El incremento sostenido en el precio del gasoil comenzó a trasladarse con fuerza al sistema de transporte público, generando una reducción en las frecuencias de colectivos que ya se percibe en distintas líneas. La situación responde a un problema estructural: el desfasaje entre los costos operativos y los ingresos del sector.
Empresas de transporte advierten que el encarecimiento del combustible vuelve inviable mantener los niveles actuales de servicio. En algunos casos, la disminución de unidades en circulación llega al 20%, lo que impacta directamente en los tiempos de espera y en la calidad del servicio para los usuarios.
El problema no es nuevo, pero se agravó en los últimos meses con la actualización de precios del gasoil. A esto se suman otros factores, como el aumento de salarios y los costos de mantenimiento, que presionan sobre la ecuación económica de las compañías.

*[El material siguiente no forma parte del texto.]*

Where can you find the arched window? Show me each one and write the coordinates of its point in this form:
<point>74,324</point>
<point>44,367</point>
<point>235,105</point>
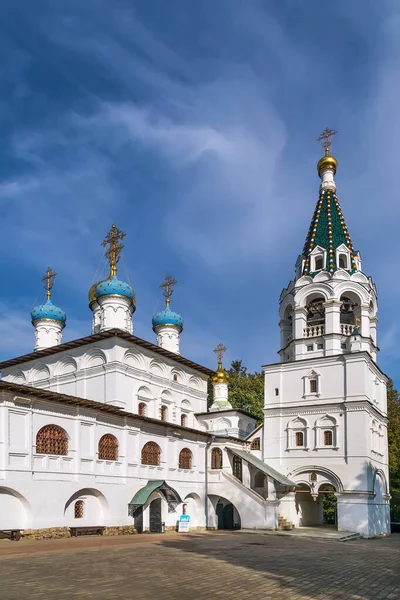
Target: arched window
<point>319,263</point>
<point>216,458</point>
<point>237,467</point>
<point>52,439</point>
<point>342,261</point>
<point>164,413</point>
<point>142,409</point>
<point>255,444</point>
<point>316,312</point>
<point>151,454</point>
<point>185,459</point>
<point>78,509</point>
<point>108,447</point>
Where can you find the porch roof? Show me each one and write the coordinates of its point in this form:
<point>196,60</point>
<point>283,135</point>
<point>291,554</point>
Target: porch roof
<point>262,466</point>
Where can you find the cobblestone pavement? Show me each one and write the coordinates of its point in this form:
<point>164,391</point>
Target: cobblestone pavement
<point>201,567</point>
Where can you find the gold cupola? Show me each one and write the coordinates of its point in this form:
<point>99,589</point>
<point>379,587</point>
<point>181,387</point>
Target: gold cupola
<point>328,161</point>
<point>220,375</point>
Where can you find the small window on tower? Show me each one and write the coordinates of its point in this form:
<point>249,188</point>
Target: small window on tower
<point>319,263</point>
<point>299,438</point>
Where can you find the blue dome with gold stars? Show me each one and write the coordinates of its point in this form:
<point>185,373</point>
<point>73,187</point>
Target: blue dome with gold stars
<point>114,287</point>
<point>167,317</point>
<point>48,311</point>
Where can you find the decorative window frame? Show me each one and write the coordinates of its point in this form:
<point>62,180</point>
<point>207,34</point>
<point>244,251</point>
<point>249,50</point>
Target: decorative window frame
<point>296,425</point>
<point>342,249</point>
<point>318,252</point>
<point>326,423</point>
<point>313,374</point>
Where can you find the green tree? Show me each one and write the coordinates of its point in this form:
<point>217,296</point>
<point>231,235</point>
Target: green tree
<point>394,448</point>
<point>246,390</point>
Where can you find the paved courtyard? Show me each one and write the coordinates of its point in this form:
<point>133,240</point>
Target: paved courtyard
<point>232,565</point>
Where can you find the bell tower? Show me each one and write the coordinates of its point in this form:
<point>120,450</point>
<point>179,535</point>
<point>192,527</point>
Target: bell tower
<point>330,296</point>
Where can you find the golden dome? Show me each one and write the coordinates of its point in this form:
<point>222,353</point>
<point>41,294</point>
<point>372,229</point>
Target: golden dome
<point>220,376</point>
<point>327,162</point>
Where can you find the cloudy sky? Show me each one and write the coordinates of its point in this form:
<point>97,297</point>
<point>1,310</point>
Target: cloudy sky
<point>192,125</point>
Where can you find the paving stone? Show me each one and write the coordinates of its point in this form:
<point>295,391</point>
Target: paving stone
<point>208,566</point>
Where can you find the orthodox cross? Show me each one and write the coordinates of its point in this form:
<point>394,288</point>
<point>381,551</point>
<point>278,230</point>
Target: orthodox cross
<point>113,240</point>
<point>220,351</point>
<point>326,139</point>
<point>48,281</point>
<point>168,287</point>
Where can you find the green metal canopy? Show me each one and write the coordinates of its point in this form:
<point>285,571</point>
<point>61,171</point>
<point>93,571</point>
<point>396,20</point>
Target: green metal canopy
<point>140,498</point>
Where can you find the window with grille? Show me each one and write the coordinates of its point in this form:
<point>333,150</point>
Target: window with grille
<point>151,454</point>
<point>78,509</point>
<point>255,444</point>
<point>185,459</point>
<point>52,439</point>
<point>237,467</point>
<point>108,447</point>
<point>216,458</point>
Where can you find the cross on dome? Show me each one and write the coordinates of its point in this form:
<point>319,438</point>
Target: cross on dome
<point>113,240</point>
<point>48,280</point>
<point>168,288</point>
<point>326,139</point>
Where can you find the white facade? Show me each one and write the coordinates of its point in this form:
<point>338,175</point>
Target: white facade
<point>87,428</point>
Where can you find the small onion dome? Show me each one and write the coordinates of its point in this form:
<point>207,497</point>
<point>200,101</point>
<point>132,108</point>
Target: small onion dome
<point>327,162</point>
<point>114,287</point>
<point>50,312</point>
<point>92,292</point>
<point>167,317</point>
<point>220,376</point>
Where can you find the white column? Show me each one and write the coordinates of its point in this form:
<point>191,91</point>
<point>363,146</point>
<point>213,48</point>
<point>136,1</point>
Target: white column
<point>116,313</point>
<point>48,333</point>
<point>168,337</point>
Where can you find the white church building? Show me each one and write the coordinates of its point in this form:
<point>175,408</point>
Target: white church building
<point>114,433</point>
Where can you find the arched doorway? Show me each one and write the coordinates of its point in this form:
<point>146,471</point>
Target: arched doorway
<point>155,516</point>
<point>316,507</point>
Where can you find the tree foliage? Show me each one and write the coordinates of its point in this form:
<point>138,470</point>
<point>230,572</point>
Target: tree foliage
<point>394,448</point>
<point>246,390</point>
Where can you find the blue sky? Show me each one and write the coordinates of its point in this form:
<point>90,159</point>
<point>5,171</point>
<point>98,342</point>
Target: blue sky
<point>192,125</point>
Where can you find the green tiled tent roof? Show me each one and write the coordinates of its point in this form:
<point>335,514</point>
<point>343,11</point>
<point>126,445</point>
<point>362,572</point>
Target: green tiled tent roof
<point>328,230</point>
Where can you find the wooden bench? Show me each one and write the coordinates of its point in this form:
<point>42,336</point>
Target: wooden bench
<point>75,531</point>
<point>12,534</point>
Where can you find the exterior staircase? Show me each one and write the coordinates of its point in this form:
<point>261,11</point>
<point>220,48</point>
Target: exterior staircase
<point>284,524</point>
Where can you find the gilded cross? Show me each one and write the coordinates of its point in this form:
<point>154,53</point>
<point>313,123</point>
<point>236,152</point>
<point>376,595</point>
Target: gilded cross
<point>48,281</point>
<point>326,139</point>
<point>113,240</point>
<point>168,287</point>
<point>220,351</point>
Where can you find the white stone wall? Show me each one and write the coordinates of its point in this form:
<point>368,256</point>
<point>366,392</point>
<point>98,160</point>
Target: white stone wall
<point>39,491</point>
<point>119,373</point>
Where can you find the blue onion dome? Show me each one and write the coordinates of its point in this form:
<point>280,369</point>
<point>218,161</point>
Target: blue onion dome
<point>48,311</point>
<point>167,317</point>
<point>115,287</point>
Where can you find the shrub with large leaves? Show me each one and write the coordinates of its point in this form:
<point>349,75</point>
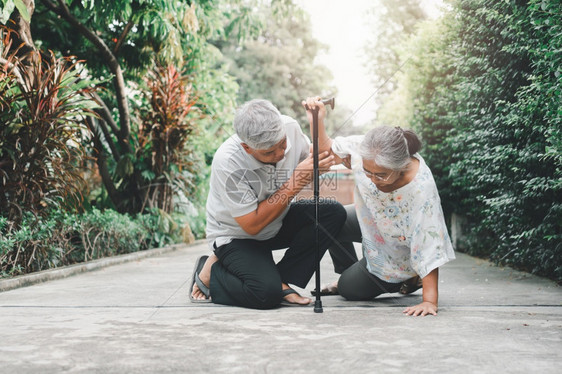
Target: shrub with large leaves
<point>41,131</point>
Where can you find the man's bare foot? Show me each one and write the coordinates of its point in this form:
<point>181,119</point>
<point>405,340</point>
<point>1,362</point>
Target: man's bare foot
<point>205,276</point>
<point>295,298</point>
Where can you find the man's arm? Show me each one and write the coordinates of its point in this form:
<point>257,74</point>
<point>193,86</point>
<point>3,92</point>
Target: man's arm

Desde el sector señalan que, sin una recomposición de subsidios o una actualización tarifaria, será difícil sostener la operatividad. Mientras tanto, los pasajeros enfrentan un deterioro progresivo del servicio, con colectivos más llenos y mayores demoras.
El escenario abre interrogantes sobre la sustentabilidad del sistema de transporte urbano y la necesidad de redefinir su esquema de financiamiento en un contexto de alta volatilidad económica.